Equity markets continued to inch forward, up 0.43% for the month. Though markets closed up 27.7% for the the calender year 2012, this was on the back of a steep fall of 24.6% for the Nifty in 2011. Nifty was trading at 6135 as on Dec 31, 2010 and 6139 as on Dec 31, 2007. The current levels of the Nifty, at 5905, trails these high levels seen 5 years back. We are into the 5th year of the bear market consolidation phase and one would find it difficult to add the word ‘celebration’ to this anniversary.
Though the Nifty and Sensex have seen such a corrective phase, one should remember that this is just an index and it is composed of individual stocks. A brief look at the performance of individual stocks over the past 5 years gives a dramatically different picture. Of the 50 companies that are currently in the Nifty, 9 companies have seen a fall of over 30% in their stock price. 16 companies have seen their stock price increase by more than 75%. 16 companies which were in the Nifty as on Dec 31, 2007 are currently not in the Nifty and the performance of these stocks over the past 5 years as been worse than the averages. Of these 16 companies, which were removed from the Nifty, 11 companies witnessed a fall of more than 50% in their stock prices. If one had held onto the original basket of Nifty stocks from 2007, the fall in portfolio values would have been significantly worse than the Nifty’s performance. Many of these stocks did see a sharp fall and looked tempting at times, but are yet to show signs of recovery.
It is important to note the divergence in behaviour of individual stocks, despite a market that has delivered nearly nil returns over the same period. An analysis of the financials of the companies that have done well, even during the past 5 years, a few characteristics stand out. Firstly, these companies have been growing revenues consistently over this period. Secondly, they are all very profitable. The average Return on Equity of the stocks that did well is about 20% better than the poor performers. Thirdly, the good performing stocks were trading at reasonable valuations at the beginning of the period. We believe, as long as the investor is willing to be patient, it is possible to make a reasonable rate of return above inflation by sticking with the simple hypothesis of buying into high quality companies, which grow in line with the economy and are very profitable, at prices that are fair.
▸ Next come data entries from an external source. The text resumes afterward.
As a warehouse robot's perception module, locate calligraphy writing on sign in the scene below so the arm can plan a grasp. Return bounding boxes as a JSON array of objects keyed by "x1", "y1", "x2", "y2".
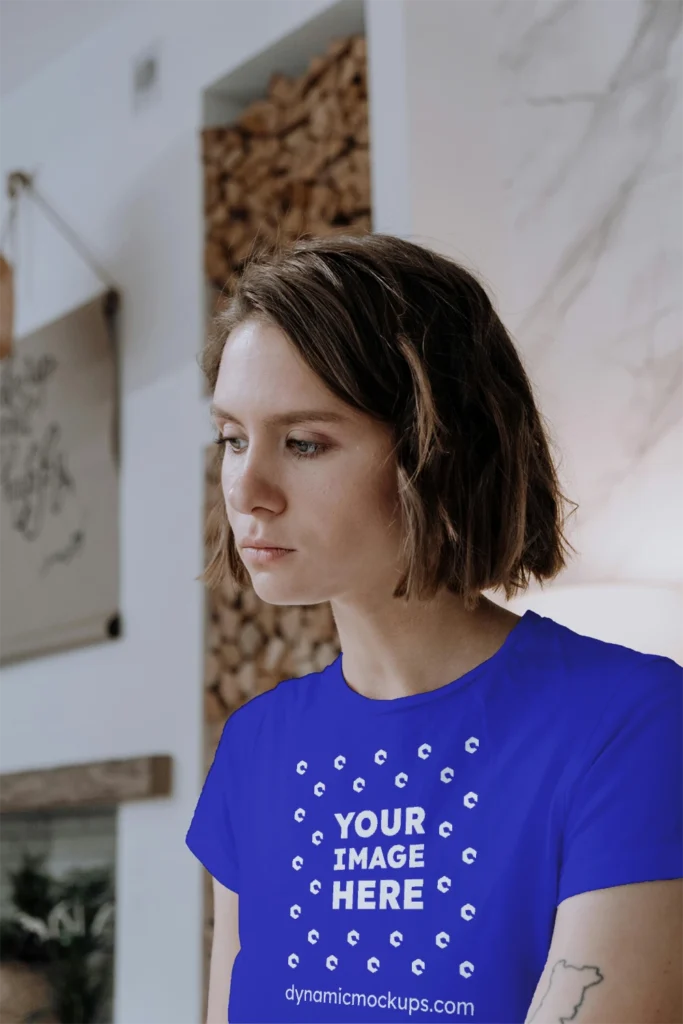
[{"x1": 0, "y1": 353, "x2": 76, "y2": 543}]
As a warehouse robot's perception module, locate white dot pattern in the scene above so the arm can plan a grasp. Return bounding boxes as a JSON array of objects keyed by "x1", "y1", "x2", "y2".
[{"x1": 286, "y1": 737, "x2": 481, "y2": 978}]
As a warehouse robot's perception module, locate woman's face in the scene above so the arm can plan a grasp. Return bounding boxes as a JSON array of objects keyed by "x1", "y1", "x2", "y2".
[{"x1": 211, "y1": 318, "x2": 404, "y2": 606}]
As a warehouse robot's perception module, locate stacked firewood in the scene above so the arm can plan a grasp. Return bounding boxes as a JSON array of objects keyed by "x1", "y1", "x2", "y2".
[{"x1": 202, "y1": 33, "x2": 371, "y2": 295}]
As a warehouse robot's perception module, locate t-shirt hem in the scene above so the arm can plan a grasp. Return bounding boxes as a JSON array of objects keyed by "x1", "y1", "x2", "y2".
[
  {"x1": 185, "y1": 830, "x2": 240, "y2": 894},
  {"x1": 557, "y1": 842, "x2": 683, "y2": 906}
]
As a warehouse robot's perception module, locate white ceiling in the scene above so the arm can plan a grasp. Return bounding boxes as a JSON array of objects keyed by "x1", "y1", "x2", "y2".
[{"x1": 0, "y1": 0, "x2": 132, "y2": 98}]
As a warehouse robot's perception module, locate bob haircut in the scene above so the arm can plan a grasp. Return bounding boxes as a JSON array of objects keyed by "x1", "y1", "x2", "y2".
[{"x1": 199, "y1": 232, "x2": 577, "y2": 612}]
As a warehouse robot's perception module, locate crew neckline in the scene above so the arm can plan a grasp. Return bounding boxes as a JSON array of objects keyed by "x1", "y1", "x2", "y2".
[{"x1": 325, "y1": 608, "x2": 541, "y2": 714}]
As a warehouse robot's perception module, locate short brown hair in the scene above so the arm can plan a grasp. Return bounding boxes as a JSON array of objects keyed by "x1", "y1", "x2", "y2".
[{"x1": 199, "y1": 232, "x2": 577, "y2": 611}]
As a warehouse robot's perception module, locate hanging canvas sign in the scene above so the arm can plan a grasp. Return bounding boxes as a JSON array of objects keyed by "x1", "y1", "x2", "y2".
[
  {"x1": 0, "y1": 254, "x2": 13, "y2": 359},
  {"x1": 0, "y1": 289, "x2": 121, "y2": 664}
]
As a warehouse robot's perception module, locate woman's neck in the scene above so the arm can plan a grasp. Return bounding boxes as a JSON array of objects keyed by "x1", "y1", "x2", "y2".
[{"x1": 330, "y1": 590, "x2": 522, "y2": 702}]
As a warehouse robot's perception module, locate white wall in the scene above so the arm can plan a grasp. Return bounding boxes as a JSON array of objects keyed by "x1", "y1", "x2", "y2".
[
  {"x1": 365, "y1": 0, "x2": 515, "y2": 314},
  {"x1": 0, "y1": 0, "x2": 128, "y2": 97},
  {"x1": 0, "y1": 4, "x2": 351, "y2": 1021}
]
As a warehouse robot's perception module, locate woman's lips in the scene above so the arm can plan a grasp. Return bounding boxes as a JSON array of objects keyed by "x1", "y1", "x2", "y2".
[{"x1": 242, "y1": 547, "x2": 294, "y2": 564}]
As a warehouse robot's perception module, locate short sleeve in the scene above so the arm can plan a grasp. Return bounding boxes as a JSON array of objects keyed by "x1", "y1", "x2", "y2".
[
  {"x1": 185, "y1": 713, "x2": 241, "y2": 893},
  {"x1": 557, "y1": 654, "x2": 683, "y2": 906}
]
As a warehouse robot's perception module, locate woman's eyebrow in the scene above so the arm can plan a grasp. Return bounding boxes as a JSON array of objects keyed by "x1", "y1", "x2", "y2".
[{"x1": 209, "y1": 404, "x2": 349, "y2": 427}]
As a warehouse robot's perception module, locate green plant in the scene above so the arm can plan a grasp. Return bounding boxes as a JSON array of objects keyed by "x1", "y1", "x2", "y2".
[{"x1": 0, "y1": 851, "x2": 115, "y2": 1024}]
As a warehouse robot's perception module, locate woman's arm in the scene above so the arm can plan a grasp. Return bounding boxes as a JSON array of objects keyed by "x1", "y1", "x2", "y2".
[
  {"x1": 524, "y1": 879, "x2": 682, "y2": 1023},
  {"x1": 206, "y1": 877, "x2": 240, "y2": 1024}
]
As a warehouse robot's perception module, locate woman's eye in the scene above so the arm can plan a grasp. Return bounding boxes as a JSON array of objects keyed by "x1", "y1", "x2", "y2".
[
  {"x1": 213, "y1": 437, "x2": 330, "y2": 460},
  {"x1": 289, "y1": 440, "x2": 325, "y2": 459}
]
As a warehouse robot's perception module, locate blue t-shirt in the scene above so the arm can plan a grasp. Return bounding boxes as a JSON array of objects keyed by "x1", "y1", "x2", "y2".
[{"x1": 185, "y1": 609, "x2": 683, "y2": 1023}]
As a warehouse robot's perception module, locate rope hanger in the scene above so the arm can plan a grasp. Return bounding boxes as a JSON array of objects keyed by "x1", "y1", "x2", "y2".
[
  {"x1": 0, "y1": 171, "x2": 120, "y2": 358},
  {"x1": 1, "y1": 171, "x2": 118, "y2": 292}
]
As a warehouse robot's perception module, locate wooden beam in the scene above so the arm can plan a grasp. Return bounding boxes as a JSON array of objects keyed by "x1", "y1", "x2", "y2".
[{"x1": 0, "y1": 755, "x2": 172, "y2": 814}]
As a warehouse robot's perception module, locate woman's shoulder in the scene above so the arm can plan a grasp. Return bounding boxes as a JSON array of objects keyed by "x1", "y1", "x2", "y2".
[
  {"x1": 526, "y1": 611, "x2": 682, "y2": 723},
  {"x1": 226, "y1": 663, "x2": 326, "y2": 734}
]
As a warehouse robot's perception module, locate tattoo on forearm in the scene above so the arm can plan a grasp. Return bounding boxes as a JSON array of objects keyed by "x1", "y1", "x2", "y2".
[{"x1": 527, "y1": 959, "x2": 605, "y2": 1023}]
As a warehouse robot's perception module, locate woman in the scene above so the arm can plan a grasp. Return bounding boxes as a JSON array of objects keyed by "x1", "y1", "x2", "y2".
[{"x1": 186, "y1": 233, "x2": 682, "y2": 1024}]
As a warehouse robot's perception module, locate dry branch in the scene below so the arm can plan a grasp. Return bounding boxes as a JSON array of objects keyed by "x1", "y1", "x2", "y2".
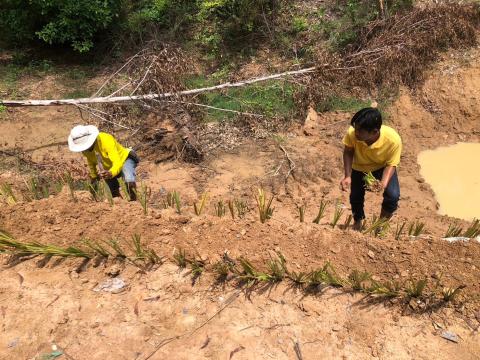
[{"x1": 1, "y1": 67, "x2": 317, "y2": 107}]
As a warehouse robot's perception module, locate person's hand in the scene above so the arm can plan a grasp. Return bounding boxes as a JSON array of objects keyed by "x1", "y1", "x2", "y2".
[
  {"x1": 99, "y1": 170, "x2": 112, "y2": 179},
  {"x1": 340, "y1": 177, "x2": 351, "y2": 191}
]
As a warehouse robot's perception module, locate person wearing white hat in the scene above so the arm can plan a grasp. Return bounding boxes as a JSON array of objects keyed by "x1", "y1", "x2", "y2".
[{"x1": 68, "y1": 125, "x2": 139, "y2": 200}]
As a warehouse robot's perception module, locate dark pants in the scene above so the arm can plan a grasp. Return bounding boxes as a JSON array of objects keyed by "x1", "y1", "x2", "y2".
[{"x1": 350, "y1": 168, "x2": 400, "y2": 221}]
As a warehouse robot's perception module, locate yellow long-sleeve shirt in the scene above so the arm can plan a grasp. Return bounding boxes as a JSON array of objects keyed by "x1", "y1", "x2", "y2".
[{"x1": 82, "y1": 132, "x2": 130, "y2": 179}]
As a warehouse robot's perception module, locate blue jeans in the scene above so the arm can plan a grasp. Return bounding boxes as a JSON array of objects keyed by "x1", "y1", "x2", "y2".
[
  {"x1": 350, "y1": 168, "x2": 400, "y2": 221},
  {"x1": 105, "y1": 152, "x2": 138, "y2": 196}
]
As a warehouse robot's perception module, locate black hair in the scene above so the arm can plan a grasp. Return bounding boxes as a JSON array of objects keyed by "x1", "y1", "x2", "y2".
[{"x1": 350, "y1": 108, "x2": 382, "y2": 132}]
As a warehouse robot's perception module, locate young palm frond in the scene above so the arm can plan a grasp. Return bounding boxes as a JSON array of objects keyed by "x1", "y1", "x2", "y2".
[
  {"x1": 444, "y1": 222, "x2": 463, "y2": 238},
  {"x1": 408, "y1": 221, "x2": 425, "y2": 237},
  {"x1": 297, "y1": 204, "x2": 306, "y2": 223},
  {"x1": 0, "y1": 231, "x2": 90, "y2": 258},
  {"x1": 344, "y1": 215, "x2": 353, "y2": 229},
  {"x1": 368, "y1": 280, "x2": 402, "y2": 297},
  {"x1": 234, "y1": 199, "x2": 248, "y2": 218},
  {"x1": 348, "y1": 270, "x2": 371, "y2": 291},
  {"x1": 194, "y1": 193, "x2": 208, "y2": 216},
  {"x1": 331, "y1": 202, "x2": 344, "y2": 228},
  {"x1": 395, "y1": 221, "x2": 406, "y2": 240},
  {"x1": 463, "y1": 219, "x2": 480, "y2": 238},
  {"x1": 227, "y1": 200, "x2": 235, "y2": 219},
  {"x1": 312, "y1": 199, "x2": 328, "y2": 224},
  {"x1": 442, "y1": 285, "x2": 466, "y2": 302},
  {"x1": 288, "y1": 271, "x2": 310, "y2": 285},
  {"x1": 118, "y1": 178, "x2": 131, "y2": 201},
  {"x1": 61, "y1": 171, "x2": 77, "y2": 202},
  {"x1": 214, "y1": 200, "x2": 226, "y2": 217},
  {"x1": 83, "y1": 239, "x2": 111, "y2": 258},
  {"x1": 266, "y1": 252, "x2": 287, "y2": 282},
  {"x1": 406, "y1": 278, "x2": 428, "y2": 298},
  {"x1": 363, "y1": 216, "x2": 390, "y2": 237},
  {"x1": 0, "y1": 183, "x2": 17, "y2": 204},
  {"x1": 173, "y1": 247, "x2": 189, "y2": 268},
  {"x1": 108, "y1": 238, "x2": 127, "y2": 258},
  {"x1": 255, "y1": 188, "x2": 274, "y2": 223},
  {"x1": 135, "y1": 183, "x2": 151, "y2": 215}
]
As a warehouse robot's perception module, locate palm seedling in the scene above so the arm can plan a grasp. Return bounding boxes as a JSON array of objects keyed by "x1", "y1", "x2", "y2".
[
  {"x1": 118, "y1": 178, "x2": 131, "y2": 201},
  {"x1": 234, "y1": 199, "x2": 248, "y2": 218},
  {"x1": 255, "y1": 188, "x2": 274, "y2": 223},
  {"x1": 312, "y1": 199, "x2": 328, "y2": 224},
  {"x1": 444, "y1": 222, "x2": 463, "y2": 238},
  {"x1": 0, "y1": 183, "x2": 17, "y2": 204},
  {"x1": 297, "y1": 204, "x2": 306, "y2": 223},
  {"x1": 331, "y1": 202, "x2": 344, "y2": 228},
  {"x1": 288, "y1": 271, "x2": 310, "y2": 286},
  {"x1": 405, "y1": 278, "x2": 428, "y2": 298},
  {"x1": 463, "y1": 219, "x2": 480, "y2": 238},
  {"x1": 189, "y1": 256, "x2": 206, "y2": 280},
  {"x1": 0, "y1": 231, "x2": 90, "y2": 258},
  {"x1": 214, "y1": 200, "x2": 226, "y2": 217},
  {"x1": 266, "y1": 252, "x2": 287, "y2": 282},
  {"x1": 363, "y1": 216, "x2": 390, "y2": 237},
  {"x1": 307, "y1": 262, "x2": 345, "y2": 288},
  {"x1": 194, "y1": 193, "x2": 208, "y2": 216},
  {"x1": 173, "y1": 247, "x2": 189, "y2": 268},
  {"x1": 108, "y1": 238, "x2": 127, "y2": 258},
  {"x1": 24, "y1": 176, "x2": 49, "y2": 201},
  {"x1": 227, "y1": 200, "x2": 235, "y2": 219},
  {"x1": 236, "y1": 257, "x2": 271, "y2": 286},
  {"x1": 130, "y1": 234, "x2": 146, "y2": 260},
  {"x1": 408, "y1": 221, "x2": 426, "y2": 237},
  {"x1": 172, "y1": 191, "x2": 181, "y2": 214},
  {"x1": 94, "y1": 180, "x2": 114, "y2": 206},
  {"x1": 395, "y1": 221, "x2": 407, "y2": 240},
  {"x1": 348, "y1": 270, "x2": 371, "y2": 292},
  {"x1": 368, "y1": 280, "x2": 402, "y2": 298},
  {"x1": 135, "y1": 183, "x2": 151, "y2": 215},
  {"x1": 344, "y1": 215, "x2": 352, "y2": 229},
  {"x1": 442, "y1": 285, "x2": 466, "y2": 302},
  {"x1": 62, "y1": 171, "x2": 77, "y2": 202},
  {"x1": 84, "y1": 239, "x2": 111, "y2": 258},
  {"x1": 363, "y1": 172, "x2": 381, "y2": 191},
  {"x1": 212, "y1": 260, "x2": 234, "y2": 282}
]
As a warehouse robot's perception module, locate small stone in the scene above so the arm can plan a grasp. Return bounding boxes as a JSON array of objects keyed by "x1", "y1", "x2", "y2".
[
  {"x1": 240, "y1": 229, "x2": 247, "y2": 236},
  {"x1": 105, "y1": 265, "x2": 121, "y2": 277},
  {"x1": 162, "y1": 238, "x2": 170, "y2": 244},
  {"x1": 400, "y1": 270, "x2": 409, "y2": 277},
  {"x1": 367, "y1": 250, "x2": 375, "y2": 259}
]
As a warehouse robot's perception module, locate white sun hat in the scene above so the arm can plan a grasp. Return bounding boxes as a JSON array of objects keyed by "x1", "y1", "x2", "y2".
[{"x1": 68, "y1": 125, "x2": 99, "y2": 152}]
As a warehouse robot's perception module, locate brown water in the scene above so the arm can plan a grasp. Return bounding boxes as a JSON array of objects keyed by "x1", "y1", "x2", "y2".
[{"x1": 418, "y1": 142, "x2": 480, "y2": 221}]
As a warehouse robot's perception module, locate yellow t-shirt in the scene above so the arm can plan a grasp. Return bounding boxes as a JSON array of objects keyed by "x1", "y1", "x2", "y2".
[
  {"x1": 342, "y1": 125, "x2": 402, "y2": 172},
  {"x1": 82, "y1": 132, "x2": 130, "y2": 178}
]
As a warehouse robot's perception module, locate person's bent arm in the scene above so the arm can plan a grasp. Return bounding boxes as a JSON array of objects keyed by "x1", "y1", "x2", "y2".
[
  {"x1": 340, "y1": 146, "x2": 354, "y2": 191},
  {"x1": 381, "y1": 166, "x2": 396, "y2": 189}
]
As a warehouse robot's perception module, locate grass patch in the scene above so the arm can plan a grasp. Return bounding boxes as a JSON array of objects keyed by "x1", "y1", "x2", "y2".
[{"x1": 185, "y1": 77, "x2": 297, "y2": 121}]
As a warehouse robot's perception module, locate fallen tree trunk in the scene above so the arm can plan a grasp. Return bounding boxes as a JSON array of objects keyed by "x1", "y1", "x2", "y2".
[{"x1": 0, "y1": 67, "x2": 317, "y2": 107}]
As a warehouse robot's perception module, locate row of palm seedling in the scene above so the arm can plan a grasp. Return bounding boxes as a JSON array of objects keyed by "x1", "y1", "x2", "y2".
[
  {"x1": 0, "y1": 230, "x2": 162, "y2": 269},
  {"x1": 0, "y1": 230, "x2": 467, "y2": 305},
  {"x1": 3, "y1": 178, "x2": 479, "y2": 242},
  {"x1": 176, "y1": 249, "x2": 466, "y2": 304}
]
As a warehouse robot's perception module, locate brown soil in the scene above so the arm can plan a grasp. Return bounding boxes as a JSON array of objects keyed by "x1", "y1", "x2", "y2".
[{"x1": 1, "y1": 47, "x2": 480, "y2": 359}]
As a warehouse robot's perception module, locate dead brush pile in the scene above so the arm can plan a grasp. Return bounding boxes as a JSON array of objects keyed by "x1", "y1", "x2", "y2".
[{"x1": 297, "y1": 3, "x2": 480, "y2": 107}]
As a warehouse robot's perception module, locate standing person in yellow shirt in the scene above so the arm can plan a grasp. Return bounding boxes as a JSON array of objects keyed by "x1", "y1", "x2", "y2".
[
  {"x1": 67, "y1": 125, "x2": 139, "y2": 201},
  {"x1": 340, "y1": 107, "x2": 402, "y2": 230}
]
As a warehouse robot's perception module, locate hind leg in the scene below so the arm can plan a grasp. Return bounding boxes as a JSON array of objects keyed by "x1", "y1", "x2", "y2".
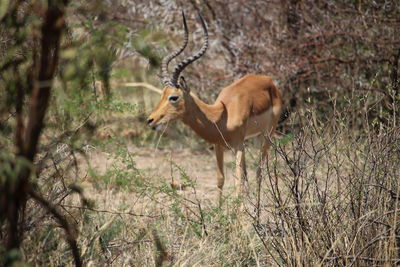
[
  {"x1": 255, "y1": 127, "x2": 276, "y2": 219},
  {"x1": 256, "y1": 136, "x2": 272, "y2": 181},
  {"x1": 234, "y1": 144, "x2": 247, "y2": 197},
  {"x1": 256, "y1": 114, "x2": 278, "y2": 182}
]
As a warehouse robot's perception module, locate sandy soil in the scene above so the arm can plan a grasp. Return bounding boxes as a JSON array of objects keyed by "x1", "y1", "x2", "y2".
[{"x1": 84, "y1": 145, "x2": 260, "y2": 202}]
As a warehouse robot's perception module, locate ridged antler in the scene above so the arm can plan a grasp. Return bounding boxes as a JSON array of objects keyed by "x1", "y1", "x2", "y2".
[
  {"x1": 170, "y1": 13, "x2": 208, "y2": 87},
  {"x1": 161, "y1": 11, "x2": 189, "y2": 86}
]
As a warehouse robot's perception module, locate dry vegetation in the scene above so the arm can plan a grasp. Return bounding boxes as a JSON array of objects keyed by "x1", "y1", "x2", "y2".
[{"x1": 1, "y1": 0, "x2": 400, "y2": 266}]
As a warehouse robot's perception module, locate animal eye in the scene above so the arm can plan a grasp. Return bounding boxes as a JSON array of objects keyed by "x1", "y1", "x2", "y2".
[{"x1": 168, "y1": 95, "x2": 179, "y2": 102}]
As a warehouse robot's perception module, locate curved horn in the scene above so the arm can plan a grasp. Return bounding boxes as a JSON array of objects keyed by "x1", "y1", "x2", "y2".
[
  {"x1": 161, "y1": 11, "x2": 189, "y2": 86},
  {"x1": 170, "y1": 12, "x2": 208, "y2": 87}
]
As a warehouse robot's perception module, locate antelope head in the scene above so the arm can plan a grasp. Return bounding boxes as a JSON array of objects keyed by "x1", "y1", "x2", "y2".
[{"x1": 147, "y1": 11, "x2": 208, "y2": 131}]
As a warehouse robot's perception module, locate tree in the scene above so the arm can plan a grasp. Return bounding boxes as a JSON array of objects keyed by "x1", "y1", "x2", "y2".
[{"x1": 0, "y1": 1, "x2": 81, "y2": 266}]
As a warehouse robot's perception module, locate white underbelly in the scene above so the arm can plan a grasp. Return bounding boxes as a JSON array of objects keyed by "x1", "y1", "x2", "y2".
[{"x1": 245, "y1": 108, "x2": 274, "y2": 139}]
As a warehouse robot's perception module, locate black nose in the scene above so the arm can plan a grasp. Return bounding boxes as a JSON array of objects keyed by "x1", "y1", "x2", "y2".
[{"x1": 147, "y1": 118, "x2": 154, "y2": 125}]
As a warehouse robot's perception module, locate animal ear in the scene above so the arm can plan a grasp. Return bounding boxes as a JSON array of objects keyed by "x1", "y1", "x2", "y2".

This experience is best described in a statement by Warren Buffett in Berkshire’s 1989 annual report – ‘It is far better to buy a wonderful company at a fair price than a fair company at a wonderful price’. With the prospects for the Indian economy looking good, led by highly favourable demographics, and a relatively flat market over the past 5 years, we are finding a few wonderful companies at fair prices. We look forward to buying into these companies.